Kamis, 20 Juli 2023

PERILAKU DAN KEBIASAAN NYUMBANG MASYARAKAT DESA DI JAWA "Ujian Akhir Psikologi Sosial dengan pengampu Arundati Shinta"

 

Pendapat saya mengenai perilaku dan kebiasaan Nyumbang pada Masyarakat pedesaan di jawa

Ujian Akhir Psikologi Sosial dengan pengampu Arundati Shinta

Disusun oleh :

Saputri Oktiani

22310410088

fakultas psiklogi universitas proklamasi 45

yogyakarta

Permasalahan dari kasus tersebut adalah beban sosial dan ekonomi yang tinggi bagi setiap penduduk desa. Kebiasaan menyumbang 120 kotak makanan dalam berbagai acara seperti kelahiran anak, pernikahan, dan kematian menyebabkan banyaknya waktu, tenaga, dan biaya yang harus dikeluarkan oleh setiap keluarga. Hal ini dapat menyebabkan tekanan ekonomi bagi beberapa keluarga yang mungkin sulit untuk memenuhi tuntutan ini secara konsisten. Selain itu, keharusan menyumbang dengan jumlah yang tepat (120 kotak) dapat menimbulkan keterpaksaan atau kewajiban yang membebani masyarakat dan mereduksi makna sejati dari perbuatan sukarela.

Jika saya tinggal di daerah tersebut dan mengalami permasalahan ekonomi atau beban sosial akibat kebiasaan menyumbang, saya akan mencoba berkomunikasi dengan tetangga dan anggota masyarakat lainnya. Saya akan mencari cara-cara untuk menyusun sistem yang lebih adil dan berkelanjutan untuk berpartisipasi dalam tradisi ini. Mungkin mengusulkan rotasi kelompok atau mengurangi jumlah kotak makanan yang disumbangkan agar lebih terjangkau bagi semua anggota masyarakat.

Situasi tersebut menunjukkan perilaku bergotong-royong dalam masyarakat. Meskipun kebiasaan menyumbang kotak makanan memerlukan usaha dan pengorbanan dari setiap keluarga, seluruh penduduk desa ikut serta dalam tradisi ini sebagai bentuk solidaritas dan saling membantu dalam momen-momen penting dalam kehidupan mereka.
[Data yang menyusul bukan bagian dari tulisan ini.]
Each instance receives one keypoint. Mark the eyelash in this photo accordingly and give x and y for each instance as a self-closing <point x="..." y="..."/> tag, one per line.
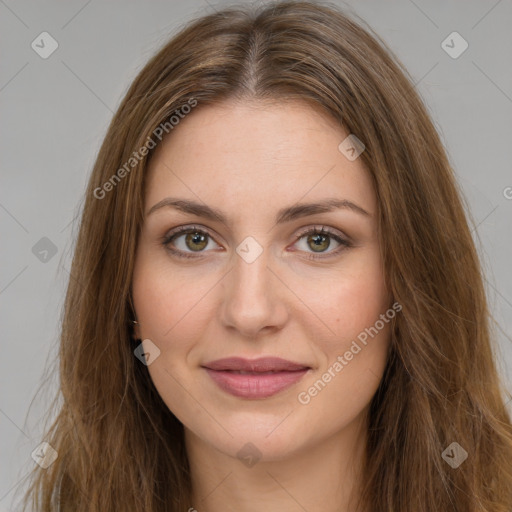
<point x="310" y="231"/>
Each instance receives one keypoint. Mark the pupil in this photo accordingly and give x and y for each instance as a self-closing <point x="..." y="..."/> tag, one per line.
<point x="196" y="239"/>
<point x="317" y="240"/>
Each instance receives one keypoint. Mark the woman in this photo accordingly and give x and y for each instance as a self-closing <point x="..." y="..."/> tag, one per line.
<point x="277" y="302"/>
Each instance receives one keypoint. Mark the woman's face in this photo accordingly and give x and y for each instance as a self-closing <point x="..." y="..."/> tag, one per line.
<point x="255" y="281"/>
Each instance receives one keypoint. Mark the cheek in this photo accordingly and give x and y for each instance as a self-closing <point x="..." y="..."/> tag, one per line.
<point x="350" y="300"/>
<point x="167" y="301"/>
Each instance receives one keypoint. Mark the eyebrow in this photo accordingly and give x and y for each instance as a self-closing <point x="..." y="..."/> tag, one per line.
<point x="284" y="215"/>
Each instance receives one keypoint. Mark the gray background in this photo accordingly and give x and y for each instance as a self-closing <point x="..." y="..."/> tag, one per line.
<point x="55" y="112"/>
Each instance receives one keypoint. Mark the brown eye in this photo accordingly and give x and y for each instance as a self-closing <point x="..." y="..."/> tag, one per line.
<point x="318" y="242"/>
<point x="196" y="241"/>
<point x="185" y="241"/>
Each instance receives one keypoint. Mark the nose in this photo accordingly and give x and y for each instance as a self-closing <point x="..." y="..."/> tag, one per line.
<point x="254" y="301"/>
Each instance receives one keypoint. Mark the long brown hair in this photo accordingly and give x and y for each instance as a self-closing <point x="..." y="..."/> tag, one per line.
<point x="119" y="447"/>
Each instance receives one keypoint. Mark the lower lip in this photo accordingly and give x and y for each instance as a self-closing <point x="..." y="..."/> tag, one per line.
<point x="255" y="385"/>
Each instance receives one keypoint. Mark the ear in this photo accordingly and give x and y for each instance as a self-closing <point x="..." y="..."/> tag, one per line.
<point x="135" y="330"/>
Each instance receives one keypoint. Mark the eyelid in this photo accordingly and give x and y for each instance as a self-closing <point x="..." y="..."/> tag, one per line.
<point x="337" y="235"/>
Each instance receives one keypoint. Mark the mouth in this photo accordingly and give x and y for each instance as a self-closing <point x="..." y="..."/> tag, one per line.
<point x="257" y="378"/>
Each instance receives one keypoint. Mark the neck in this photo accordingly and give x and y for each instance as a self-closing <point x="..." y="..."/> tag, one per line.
<point x="324" y="476"/>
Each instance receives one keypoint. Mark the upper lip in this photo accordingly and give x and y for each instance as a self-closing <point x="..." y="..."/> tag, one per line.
<point x="262" y="364"/>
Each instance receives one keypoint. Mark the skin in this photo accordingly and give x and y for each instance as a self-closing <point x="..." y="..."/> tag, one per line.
<point x="249" y="159"/>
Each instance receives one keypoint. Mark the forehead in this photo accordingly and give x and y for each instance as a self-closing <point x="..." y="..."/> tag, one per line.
<point x="254" y="155"/>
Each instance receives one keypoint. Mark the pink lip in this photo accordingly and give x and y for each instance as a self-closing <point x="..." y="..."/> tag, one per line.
<point x="256" y="382"/>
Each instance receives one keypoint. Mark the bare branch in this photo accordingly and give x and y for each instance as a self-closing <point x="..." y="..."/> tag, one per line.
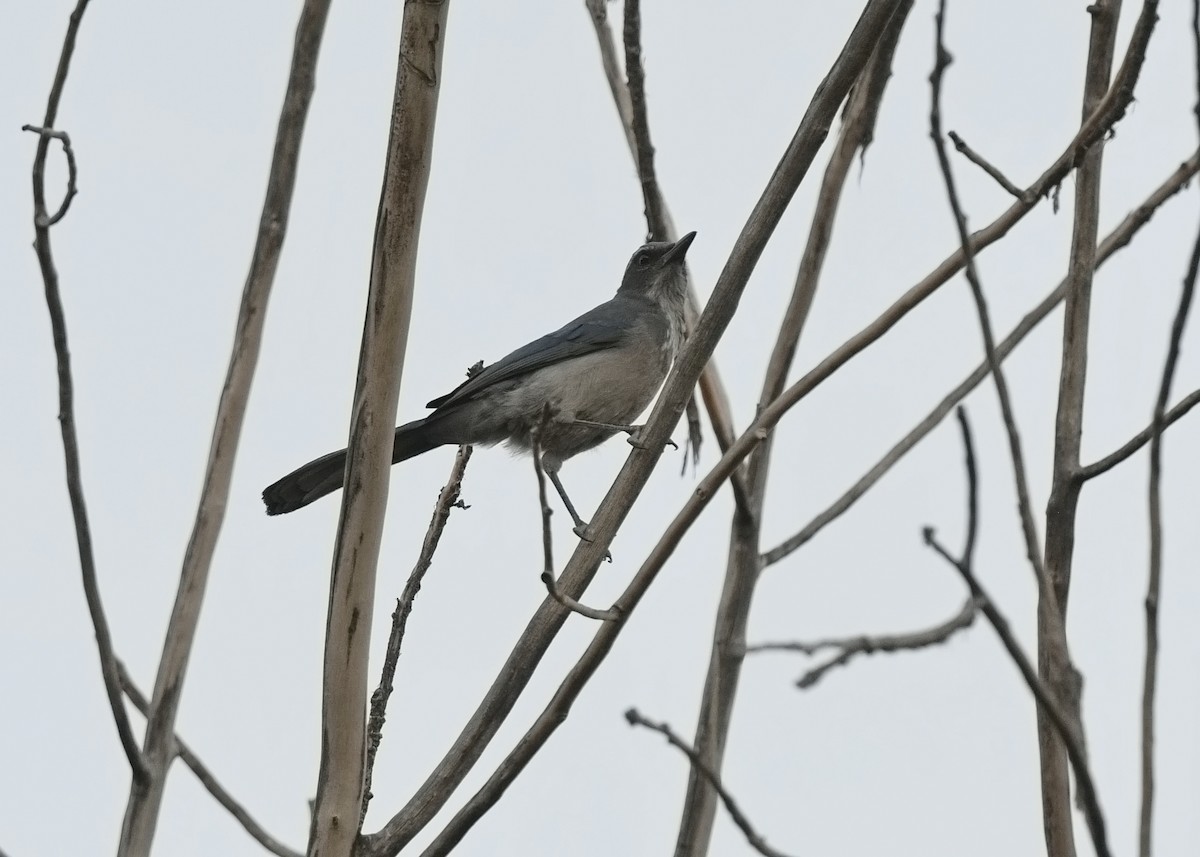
<point x="1065" y="720"/>
<point x="1138" y="441"/>
<point x="207" y="778"/>
<point x="342" y="777"/>
<point x="1155" y="585"/>
<point x="515" y="673"/>
<point x="942" y="60"/>
<point x="142" y="809"/>
<point x="41" y="220"/>
<point x="448" y="498"/>
<point x="42" y="223"/>
<point x="756" y="841"/>
<point x="984" y="165"/>
<point x="655" y="214"/>
<point x="743" y="565"/>
<point x="888" y="643"/>
<point x="712" y="389"/>
<point x="1114" y="241"/>
<point x="1054" y="660"/>
<point x="611" y="615"/>
<point x="544" y="625"/>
Meskipun ada tekanan untuk berpartisipasi, tetapi tradisi ini juga menunjukkan adanya rasa kebersamaan dan gotong-royong dalam menjalankan tugas bersama untuk kebaikan masyarakat.

Menurut teori Albert Bandura tentang belajar sosial, sebagai orang tua, saya mungkin akan mengajarkan anak-anak tentang nilai dan tradisi menyumbang sebagai tanda syukur dan penghormatan kepada sesama. Namun, penting untuk tidak mengajarkan konformitas tanpa memahami makna sejati dari tindakan tersebut. Anak harus diberikan pemahaman yang benar tentang arti penting berbagi dengan sukarela dan membantu sesama, sehingga mereka melakukan tindakan tersebut dengan kesadaran dan rasa sukacita, bukan hanya karena tekanan sosial.
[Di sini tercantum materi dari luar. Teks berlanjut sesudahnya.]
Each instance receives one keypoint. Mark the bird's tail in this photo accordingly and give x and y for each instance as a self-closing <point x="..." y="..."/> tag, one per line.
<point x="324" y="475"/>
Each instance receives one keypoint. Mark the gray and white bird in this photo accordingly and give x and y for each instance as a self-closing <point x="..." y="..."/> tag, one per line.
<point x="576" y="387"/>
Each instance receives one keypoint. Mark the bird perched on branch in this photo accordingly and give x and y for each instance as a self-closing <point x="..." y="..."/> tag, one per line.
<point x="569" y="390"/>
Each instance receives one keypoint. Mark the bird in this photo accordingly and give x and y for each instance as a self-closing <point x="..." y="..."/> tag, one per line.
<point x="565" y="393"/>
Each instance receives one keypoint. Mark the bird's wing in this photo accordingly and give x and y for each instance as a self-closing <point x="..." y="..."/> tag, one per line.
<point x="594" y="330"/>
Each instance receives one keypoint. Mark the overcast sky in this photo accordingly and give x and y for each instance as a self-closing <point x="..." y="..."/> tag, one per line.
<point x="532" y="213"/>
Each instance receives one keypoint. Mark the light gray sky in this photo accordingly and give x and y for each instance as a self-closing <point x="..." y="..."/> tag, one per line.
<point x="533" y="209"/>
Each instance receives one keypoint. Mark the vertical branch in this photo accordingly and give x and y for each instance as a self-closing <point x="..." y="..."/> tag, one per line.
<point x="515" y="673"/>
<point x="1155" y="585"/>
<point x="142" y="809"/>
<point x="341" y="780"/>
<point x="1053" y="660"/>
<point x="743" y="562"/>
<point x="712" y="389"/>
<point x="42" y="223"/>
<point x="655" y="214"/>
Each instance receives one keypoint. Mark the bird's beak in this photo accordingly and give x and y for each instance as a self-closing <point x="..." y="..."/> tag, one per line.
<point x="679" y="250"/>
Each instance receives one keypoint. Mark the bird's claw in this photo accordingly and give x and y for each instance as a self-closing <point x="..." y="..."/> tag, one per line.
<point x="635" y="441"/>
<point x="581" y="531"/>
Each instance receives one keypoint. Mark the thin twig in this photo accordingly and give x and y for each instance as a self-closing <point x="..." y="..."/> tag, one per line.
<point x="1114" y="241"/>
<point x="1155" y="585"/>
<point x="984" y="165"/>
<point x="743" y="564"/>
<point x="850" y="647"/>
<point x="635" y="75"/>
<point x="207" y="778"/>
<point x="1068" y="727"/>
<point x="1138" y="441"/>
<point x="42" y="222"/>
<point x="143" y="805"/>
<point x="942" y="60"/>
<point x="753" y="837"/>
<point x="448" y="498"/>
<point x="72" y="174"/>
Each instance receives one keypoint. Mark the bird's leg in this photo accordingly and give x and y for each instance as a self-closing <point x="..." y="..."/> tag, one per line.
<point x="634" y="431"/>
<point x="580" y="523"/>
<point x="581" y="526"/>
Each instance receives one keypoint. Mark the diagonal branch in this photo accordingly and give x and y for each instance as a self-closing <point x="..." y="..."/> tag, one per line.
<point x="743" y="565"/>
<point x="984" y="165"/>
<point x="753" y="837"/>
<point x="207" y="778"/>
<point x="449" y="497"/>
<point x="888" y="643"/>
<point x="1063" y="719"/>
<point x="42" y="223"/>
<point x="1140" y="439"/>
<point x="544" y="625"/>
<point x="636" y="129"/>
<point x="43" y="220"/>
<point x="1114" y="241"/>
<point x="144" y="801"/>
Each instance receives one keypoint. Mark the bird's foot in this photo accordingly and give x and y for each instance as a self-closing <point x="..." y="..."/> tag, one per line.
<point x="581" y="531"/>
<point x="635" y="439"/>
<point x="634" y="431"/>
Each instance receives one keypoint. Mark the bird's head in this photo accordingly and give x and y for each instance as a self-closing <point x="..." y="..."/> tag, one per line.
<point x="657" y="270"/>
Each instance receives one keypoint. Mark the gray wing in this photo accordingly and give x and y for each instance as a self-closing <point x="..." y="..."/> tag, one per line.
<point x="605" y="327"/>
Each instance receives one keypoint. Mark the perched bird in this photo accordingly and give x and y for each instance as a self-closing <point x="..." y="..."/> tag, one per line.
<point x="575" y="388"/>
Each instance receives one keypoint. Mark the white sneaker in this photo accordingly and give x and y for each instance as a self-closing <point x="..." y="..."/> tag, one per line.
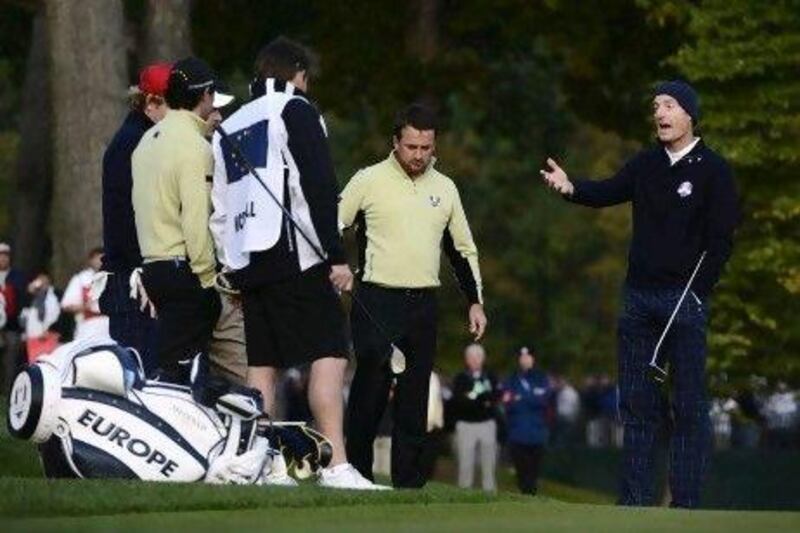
<point x="276" y="474"/>
<point x="345" y="476"/>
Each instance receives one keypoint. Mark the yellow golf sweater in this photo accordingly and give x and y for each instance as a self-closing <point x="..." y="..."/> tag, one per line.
<point x="171" y="193"/>
<point x="404" y="224"/>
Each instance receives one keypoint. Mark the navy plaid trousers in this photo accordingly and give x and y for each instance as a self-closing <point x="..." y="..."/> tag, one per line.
<point x="642" y="406"/>
<point x="127" y="324"/>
Secara makro, perilaku menolak untuk berpartisipasi dalam kebiasaan menyumbang ini bisa diasumsikan sesuai dengan pandangan Machiavelli tentang kekuasaan dan politik. Dalam teorinya, Machiavelli berpendapat bahwa tujuan membenarkan segala cara untuk mencapai kekuasaan dan tujuan tertentu. Dalam konteks Pilkada atau pemilihan kepala daerah, seseorang mungkin dapat menolak kebiasaan menyumbang sebagai bentuk strategi politik untuk menghindari pengeluaran besar dan mempertahankan dukungan dari kelompok-kelompok tertentu yang tidak sepenuhnya setuju dengan tradisi tersebut.

Daftar Pustaka :

Lestari , Soetji dkk. 2012. Potret Resiprositas Dalam Tradisi Nyumbang di Pedesaan Jawa di Tengah Monetisasi Desa. Jurnal Masyarakat, Kebudayaan dan Politik. Vol. 25, No.4.

Setiawan, Eko. 2022. Potret Resiprositas Tradisi Nyumbang Pada Perempuan Perdesaan di Desa Kalipait Banyuwangi. Jurnal Equalita, Vol. 4, Issue1.

Suryana, Adhitya dan Grendi Hendratono. 2017. Pemaknaan Tradisi Nyumbang Dalam Pernikahan di Masyarakat Desa Kalikebo, Trucuk, Klaten. Jurnal Pendidikan Sosiologi, Vol. 6, No.8.